APA has completed a number of projects related to teacher preparation programs, teacher recruitment and teacher retention. We conducted a study to identify high-performing schools from across the country that also have high percentages of economically disadvantaged students. These schools are often considered "hard to staff" because they frequently experience high levels of teacher turnover.  Using interviews with school and district leaders, teacher surveys, and other data collection devices, APA identified the types of school and district level policies which can be effective in bringing the best teachers to the schools that have the highest levels of student need.
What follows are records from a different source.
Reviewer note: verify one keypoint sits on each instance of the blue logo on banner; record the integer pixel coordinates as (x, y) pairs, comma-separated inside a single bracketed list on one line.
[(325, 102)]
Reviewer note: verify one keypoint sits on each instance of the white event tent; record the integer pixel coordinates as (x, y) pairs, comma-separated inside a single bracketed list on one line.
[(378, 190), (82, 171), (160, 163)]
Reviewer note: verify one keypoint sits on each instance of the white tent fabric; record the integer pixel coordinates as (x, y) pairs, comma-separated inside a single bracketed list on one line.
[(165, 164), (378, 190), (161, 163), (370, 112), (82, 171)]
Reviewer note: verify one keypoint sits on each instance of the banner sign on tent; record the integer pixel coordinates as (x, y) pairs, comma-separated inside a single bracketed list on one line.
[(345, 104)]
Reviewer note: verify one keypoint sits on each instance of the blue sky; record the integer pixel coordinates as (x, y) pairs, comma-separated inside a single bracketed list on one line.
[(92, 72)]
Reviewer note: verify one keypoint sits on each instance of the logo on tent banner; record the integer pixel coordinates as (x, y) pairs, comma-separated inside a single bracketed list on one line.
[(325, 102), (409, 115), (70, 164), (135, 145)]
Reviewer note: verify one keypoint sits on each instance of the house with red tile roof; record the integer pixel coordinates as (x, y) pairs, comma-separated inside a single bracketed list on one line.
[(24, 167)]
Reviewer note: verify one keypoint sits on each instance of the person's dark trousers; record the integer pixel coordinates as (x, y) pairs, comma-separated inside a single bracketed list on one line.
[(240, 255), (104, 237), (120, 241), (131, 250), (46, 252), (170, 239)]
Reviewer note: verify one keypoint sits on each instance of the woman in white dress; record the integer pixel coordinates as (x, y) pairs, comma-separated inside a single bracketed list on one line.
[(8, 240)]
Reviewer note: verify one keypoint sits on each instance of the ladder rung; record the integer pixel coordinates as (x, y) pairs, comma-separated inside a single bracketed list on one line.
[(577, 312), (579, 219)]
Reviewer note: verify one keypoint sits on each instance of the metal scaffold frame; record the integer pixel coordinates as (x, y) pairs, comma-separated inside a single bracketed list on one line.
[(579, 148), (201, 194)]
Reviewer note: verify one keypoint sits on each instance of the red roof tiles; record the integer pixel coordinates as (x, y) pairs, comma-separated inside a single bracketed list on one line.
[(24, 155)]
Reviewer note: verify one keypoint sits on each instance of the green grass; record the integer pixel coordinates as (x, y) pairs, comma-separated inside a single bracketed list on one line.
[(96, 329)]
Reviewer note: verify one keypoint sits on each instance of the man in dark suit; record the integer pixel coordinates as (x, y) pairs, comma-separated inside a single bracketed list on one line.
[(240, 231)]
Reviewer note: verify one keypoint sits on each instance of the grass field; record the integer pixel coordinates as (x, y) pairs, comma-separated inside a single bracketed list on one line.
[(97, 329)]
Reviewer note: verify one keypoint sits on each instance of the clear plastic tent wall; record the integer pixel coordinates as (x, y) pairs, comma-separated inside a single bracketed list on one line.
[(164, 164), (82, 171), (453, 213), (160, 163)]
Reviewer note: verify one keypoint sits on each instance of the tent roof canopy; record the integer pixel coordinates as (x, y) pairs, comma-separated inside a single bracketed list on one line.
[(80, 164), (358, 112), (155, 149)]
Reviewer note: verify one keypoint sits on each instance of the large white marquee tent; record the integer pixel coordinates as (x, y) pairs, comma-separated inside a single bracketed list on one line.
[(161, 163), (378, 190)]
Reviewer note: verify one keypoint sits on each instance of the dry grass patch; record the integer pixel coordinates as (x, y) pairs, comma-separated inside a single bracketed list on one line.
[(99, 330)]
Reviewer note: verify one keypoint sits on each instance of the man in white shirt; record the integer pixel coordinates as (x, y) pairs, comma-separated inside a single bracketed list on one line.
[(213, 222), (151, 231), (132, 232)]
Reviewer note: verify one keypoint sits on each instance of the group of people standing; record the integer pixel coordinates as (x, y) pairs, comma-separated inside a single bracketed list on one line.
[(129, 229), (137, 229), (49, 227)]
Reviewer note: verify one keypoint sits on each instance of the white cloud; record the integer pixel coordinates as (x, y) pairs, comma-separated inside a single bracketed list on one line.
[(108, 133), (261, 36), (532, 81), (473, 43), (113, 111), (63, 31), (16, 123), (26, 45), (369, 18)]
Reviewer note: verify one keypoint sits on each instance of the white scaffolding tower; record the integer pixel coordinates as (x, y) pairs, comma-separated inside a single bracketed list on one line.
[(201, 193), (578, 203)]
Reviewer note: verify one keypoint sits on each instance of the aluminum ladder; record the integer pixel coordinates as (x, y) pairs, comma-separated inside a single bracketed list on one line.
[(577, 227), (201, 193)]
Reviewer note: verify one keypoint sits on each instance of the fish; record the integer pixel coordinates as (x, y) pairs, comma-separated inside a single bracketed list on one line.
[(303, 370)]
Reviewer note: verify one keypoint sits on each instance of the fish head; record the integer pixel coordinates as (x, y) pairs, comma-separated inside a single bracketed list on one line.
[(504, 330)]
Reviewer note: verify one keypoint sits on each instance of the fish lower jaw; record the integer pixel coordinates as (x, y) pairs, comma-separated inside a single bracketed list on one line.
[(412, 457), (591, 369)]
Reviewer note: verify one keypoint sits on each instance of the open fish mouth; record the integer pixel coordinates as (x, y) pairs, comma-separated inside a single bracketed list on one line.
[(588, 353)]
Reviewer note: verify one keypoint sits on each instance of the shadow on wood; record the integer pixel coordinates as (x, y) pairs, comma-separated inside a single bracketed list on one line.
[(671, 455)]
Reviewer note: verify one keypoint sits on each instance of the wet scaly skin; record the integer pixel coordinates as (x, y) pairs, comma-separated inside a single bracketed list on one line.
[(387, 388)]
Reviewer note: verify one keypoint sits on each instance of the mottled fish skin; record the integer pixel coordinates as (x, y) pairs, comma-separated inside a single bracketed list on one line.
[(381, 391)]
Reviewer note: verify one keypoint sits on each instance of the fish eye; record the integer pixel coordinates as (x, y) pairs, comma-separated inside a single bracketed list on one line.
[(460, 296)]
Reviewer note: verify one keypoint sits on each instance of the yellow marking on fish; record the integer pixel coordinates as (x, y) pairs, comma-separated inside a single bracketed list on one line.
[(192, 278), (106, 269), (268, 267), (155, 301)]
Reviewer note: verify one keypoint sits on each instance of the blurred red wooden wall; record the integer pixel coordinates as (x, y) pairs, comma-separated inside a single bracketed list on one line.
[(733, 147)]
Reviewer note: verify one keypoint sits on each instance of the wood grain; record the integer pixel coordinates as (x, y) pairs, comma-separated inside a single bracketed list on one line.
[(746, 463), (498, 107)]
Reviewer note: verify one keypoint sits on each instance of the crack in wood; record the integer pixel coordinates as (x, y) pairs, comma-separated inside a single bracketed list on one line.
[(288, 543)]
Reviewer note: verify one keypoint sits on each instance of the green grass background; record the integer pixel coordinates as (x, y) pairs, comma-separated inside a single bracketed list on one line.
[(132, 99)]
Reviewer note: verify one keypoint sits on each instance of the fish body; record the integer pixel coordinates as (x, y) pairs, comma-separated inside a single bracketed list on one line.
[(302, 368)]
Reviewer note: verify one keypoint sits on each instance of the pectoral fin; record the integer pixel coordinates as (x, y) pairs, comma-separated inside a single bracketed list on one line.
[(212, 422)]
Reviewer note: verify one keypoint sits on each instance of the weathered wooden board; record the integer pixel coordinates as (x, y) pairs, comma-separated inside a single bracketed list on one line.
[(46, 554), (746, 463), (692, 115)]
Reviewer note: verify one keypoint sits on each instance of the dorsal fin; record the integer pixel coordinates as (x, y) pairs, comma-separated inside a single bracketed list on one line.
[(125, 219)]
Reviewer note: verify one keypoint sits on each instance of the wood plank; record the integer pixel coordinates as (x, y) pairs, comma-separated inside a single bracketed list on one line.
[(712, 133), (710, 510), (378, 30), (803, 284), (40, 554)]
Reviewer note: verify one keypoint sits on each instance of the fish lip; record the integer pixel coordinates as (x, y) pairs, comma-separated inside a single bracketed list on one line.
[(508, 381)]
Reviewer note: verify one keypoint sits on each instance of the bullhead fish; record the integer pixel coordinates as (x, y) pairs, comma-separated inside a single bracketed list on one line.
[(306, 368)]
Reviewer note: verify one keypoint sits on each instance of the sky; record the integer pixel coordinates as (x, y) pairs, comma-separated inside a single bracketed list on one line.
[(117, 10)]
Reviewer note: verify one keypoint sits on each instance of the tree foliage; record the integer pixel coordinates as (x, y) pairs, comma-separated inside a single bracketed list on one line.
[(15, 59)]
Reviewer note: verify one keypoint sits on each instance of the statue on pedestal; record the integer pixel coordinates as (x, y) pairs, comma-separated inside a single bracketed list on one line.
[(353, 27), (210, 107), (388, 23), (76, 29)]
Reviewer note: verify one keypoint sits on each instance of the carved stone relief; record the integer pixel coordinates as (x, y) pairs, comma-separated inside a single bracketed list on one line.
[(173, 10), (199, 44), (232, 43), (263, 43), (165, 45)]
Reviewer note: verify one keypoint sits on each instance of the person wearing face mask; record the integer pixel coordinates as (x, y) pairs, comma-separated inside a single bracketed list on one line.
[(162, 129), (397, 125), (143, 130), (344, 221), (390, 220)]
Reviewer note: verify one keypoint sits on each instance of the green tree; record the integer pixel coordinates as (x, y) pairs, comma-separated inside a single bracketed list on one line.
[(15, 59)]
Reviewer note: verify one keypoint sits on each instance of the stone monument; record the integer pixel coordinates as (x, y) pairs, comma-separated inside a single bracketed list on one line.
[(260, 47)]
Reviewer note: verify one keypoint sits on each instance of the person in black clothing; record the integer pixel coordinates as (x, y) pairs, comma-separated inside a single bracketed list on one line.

As part of REL Central, we created a survey for school districts in five states to gather information on mentoring programs for first year teachers.  The results were presented to each state individually, an analysis was also completed across states, and by district locale.  The survey data helped states to understand the supports available to beginning teachers and to identify areas for improvement which could help with teacher retention. We are also currently working on a project in Kentucky that focuses on the entire life cycle of a teacher, from teacher preparation programs (including formal schooling and a teacher residency), through teacher recruitment, retention, and career progression.
At APA, we believe that all stakeholders should be involved in decisions affecting their field, and as such we work to incorporate multiple voices, including teacher voice, into much of our work. We recognize that working with multiple voices from the state, districts, and schools in the creation of education reforms is necessary, complicated, messy, and possible. To that end, APA has facilitated hundreds of conversations among district leaders, teachers, principals, and community members about how to:

  • Start an alternative compensation program
  • Identify effective market incentives
  • Create a system to evaluate teachers and principals effectively
  • Run a PBCS effectively and efficiently
  • Make mid-course corrections to the program
  • Scale the system from a pilot effort to a district-wide program.

Since 2012 we have facilitated the Jefferson County Public Schools, CO, TIF Consortium, which brings together school districts from across Colorado with an interest in alternative teacher compensation. We also staff the Southwest chapter of the Teacher Union Reform Network, which provides an opportunity for educators and administrators from eight southwest states to come together twice a year to discuss reform initiatives that focus on results for students.